Abstract：The generalized dynamic Tullock contest model with two homogeneous participants is established, in which both players have the same valuation of winning rewards and losing rewards. Firstly, the unique symmetric equilibrium point of the system is obtained by calculation and its local stability condition is given based on the Jury criterion. Then, two paths of the system from stability to chaos, namely flip bifurcation and Neimark-Sacker bifurcation, are analyzed by using the two-dimensional parametric bifurcation diagram. Meanwhile, the abundant Arnold tongues in the two-dimensional parametric bifurcation diagram are analyzed. Finally, the phenomenon of multistability of the system is illustrated through the basin of attraction, and the contact bifurcation occurs during the evolution of the basin of attraction with varying parameters.

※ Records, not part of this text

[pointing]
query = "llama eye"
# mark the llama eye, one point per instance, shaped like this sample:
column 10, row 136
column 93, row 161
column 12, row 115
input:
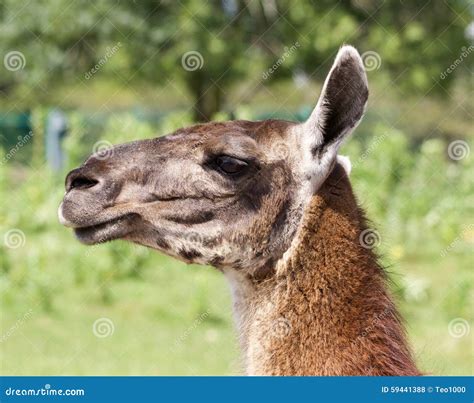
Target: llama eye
column 230, row 165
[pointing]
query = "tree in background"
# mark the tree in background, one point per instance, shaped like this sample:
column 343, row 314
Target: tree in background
column 211, row 46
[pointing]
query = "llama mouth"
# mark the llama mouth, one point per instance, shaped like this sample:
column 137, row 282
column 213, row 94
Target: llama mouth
column 115, row 228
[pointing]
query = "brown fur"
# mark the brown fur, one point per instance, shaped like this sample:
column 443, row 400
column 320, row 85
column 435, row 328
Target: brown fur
column 331, row 296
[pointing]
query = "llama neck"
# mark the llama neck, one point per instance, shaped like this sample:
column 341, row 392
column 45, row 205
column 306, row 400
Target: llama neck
column 326, row 311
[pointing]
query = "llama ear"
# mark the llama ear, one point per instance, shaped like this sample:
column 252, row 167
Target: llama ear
column 338, row 111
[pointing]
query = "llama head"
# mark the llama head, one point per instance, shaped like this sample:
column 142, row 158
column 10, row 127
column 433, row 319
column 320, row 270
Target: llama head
column 229, row 194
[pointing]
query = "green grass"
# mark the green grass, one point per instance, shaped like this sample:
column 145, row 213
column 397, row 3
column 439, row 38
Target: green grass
column 173, row 319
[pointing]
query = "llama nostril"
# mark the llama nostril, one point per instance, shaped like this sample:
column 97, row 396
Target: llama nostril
column 82, row 182
column 77, row 180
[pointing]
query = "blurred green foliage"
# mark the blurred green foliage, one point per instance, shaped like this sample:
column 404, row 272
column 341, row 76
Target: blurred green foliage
column 236, row 40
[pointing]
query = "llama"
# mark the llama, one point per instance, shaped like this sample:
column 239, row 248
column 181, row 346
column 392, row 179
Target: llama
column 270, row 205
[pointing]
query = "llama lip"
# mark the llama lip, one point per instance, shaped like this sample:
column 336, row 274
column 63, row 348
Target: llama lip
column 107, row 231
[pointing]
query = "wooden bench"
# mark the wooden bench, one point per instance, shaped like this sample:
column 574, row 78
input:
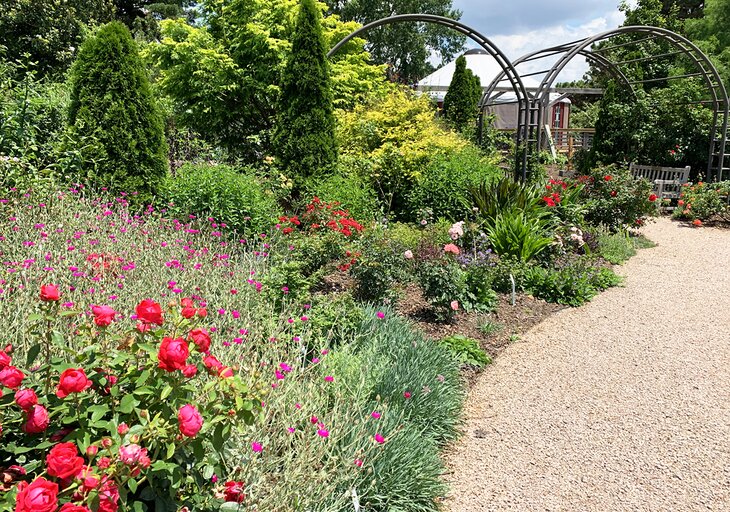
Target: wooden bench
column 667, row 181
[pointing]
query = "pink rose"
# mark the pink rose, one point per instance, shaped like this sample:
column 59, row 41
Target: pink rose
column 103, row 315
column 49, row 293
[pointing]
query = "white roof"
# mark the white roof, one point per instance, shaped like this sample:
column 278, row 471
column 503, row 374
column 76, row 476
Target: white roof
column 481, row 64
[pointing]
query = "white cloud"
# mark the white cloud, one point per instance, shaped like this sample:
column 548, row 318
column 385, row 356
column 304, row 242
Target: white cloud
column 520, row 44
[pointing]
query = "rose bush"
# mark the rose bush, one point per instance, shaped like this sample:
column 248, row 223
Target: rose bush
column 113, row 425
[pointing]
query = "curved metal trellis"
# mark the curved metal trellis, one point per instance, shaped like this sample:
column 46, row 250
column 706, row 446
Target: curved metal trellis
column 508, row 70
column 717, row 159
column 532, row 106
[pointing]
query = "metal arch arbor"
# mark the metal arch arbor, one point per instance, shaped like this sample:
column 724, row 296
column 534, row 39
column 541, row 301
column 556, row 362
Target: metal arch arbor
column 717, row 159
column 508, row 70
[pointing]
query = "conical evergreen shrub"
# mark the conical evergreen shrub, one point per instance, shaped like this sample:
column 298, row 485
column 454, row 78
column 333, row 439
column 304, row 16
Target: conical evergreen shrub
column 304, row 137
column 462, row 98
column 113, row 117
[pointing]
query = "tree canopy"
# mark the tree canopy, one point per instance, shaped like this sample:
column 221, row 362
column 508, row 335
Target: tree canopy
column 405, row 48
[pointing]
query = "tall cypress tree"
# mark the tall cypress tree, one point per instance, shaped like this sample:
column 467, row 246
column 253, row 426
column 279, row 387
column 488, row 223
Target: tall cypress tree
column 304, row 137
column 113, row 112
column 462, row 98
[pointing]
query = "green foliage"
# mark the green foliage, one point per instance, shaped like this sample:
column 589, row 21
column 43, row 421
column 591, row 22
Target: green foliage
column 445, row 186
column 48, row 32
column 444, row 286
column 462, row 98
column 466, row 350
column 615, row 247
column 349, row 189
column 399, row 136
column 572, row 285
column 225, row 78
column 514, row 234
column 496, row 197
column 238, row 199
column 380, row 268
column 615, row 199
column 111, row 101
column 304, row 138
column 407, row 48
column 704, row 201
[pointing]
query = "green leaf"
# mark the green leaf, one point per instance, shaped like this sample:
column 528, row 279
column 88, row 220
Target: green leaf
column 166, row 392
column 126, row 406
column 32, row 354
column 142, row 379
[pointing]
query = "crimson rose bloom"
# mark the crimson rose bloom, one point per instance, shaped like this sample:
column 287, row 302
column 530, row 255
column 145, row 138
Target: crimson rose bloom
column 63, row 460
column 234, row 491
column 40, row 496
column 201, row 339
column 73, row 380
column 190, row 420
column 103, row 315
column 37, row 420
column 212, row 364
column 173, row 354
column 149, row 311
column 26, row 398
column 11, row 377
column 49, row 293
column 70, row 507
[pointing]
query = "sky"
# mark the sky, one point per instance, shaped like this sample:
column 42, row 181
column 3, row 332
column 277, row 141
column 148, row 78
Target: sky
column 521, row 26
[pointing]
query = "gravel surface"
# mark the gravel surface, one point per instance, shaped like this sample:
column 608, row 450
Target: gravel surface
column 620, row 405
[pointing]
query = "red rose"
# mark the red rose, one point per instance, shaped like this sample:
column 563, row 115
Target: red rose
column 11, row 377
column 201, row 339
column 26, row 398
column 40, row 496
column 190, row 420
column 190, row 371
column 63, row 460
column 49, row 293
column 108, row 497
column 173, row 354
column 233, row 491
column 212, row 364
column 103, row 315
column 149, row 311
column 4, row 360
column 70, row 507
column 73, row 380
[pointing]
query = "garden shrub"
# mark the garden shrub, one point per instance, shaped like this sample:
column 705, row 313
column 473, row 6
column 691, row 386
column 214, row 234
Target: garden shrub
column 445, row 185
column 237, row 199
column 349, row 189
column 615, row 247
column 516, row 235
column 304, row 137
column 572, row 285
column 704, row 201
column 615, row 199
column 399, row 135
column 111, row 102
column 466, row 350
column 444, row 286
column 462, row 98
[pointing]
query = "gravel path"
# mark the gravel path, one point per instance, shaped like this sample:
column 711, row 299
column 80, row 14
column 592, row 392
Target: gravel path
column 620, row 405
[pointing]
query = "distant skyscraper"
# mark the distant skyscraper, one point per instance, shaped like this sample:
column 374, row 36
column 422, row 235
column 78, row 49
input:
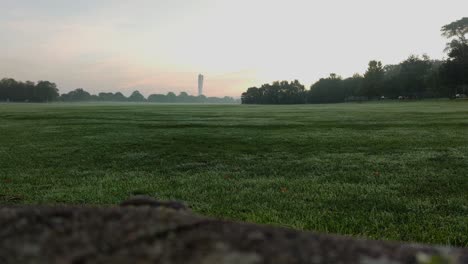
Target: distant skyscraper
column 200, row 84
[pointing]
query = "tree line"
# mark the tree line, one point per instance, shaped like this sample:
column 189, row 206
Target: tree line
column 45, row 91
column 15, row 91
column 416, row 77
column 80, row 95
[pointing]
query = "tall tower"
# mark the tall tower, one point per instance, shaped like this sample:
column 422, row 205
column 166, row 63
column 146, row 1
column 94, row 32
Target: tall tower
column 200, row 84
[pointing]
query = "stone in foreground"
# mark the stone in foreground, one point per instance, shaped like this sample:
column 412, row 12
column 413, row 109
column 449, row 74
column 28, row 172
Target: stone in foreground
column 164, row 232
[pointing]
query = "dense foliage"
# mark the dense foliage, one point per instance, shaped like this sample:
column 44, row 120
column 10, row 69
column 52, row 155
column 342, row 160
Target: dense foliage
column 415, row 78
column 15, row 91
column 44, row 91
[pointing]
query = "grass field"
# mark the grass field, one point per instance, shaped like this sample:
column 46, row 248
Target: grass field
column 395, row 171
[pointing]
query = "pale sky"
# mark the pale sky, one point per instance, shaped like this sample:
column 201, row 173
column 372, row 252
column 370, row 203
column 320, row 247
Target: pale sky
column 157, row 46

Key words：Tullock contest; Arnold tongue; contact bifurcation; chaos; coexistence of attractor

0 Introduction

Contest theory is the study of situations in which two or more players compete through expending effort to win a reward or avoid punishment. Many phenomena in the real world can be studied within the framework of contest theory, such as election campaigns, lobbying, rent-seeking, sports, examinations, competitions for technological development, relative punishments within corporations, arms races between nations and wars. Tullock proposed the concept of contest success function (CSF)[1], which referred to the corresponding relationship between players’ efforts and their probability of winning. According to the CSF, the contest can be divided into all-pay auctions, Tullock contests and Lazear-Rosen contests. A generalized Tullock dynamic contest model based on the Tullock contest theory is established in this paper.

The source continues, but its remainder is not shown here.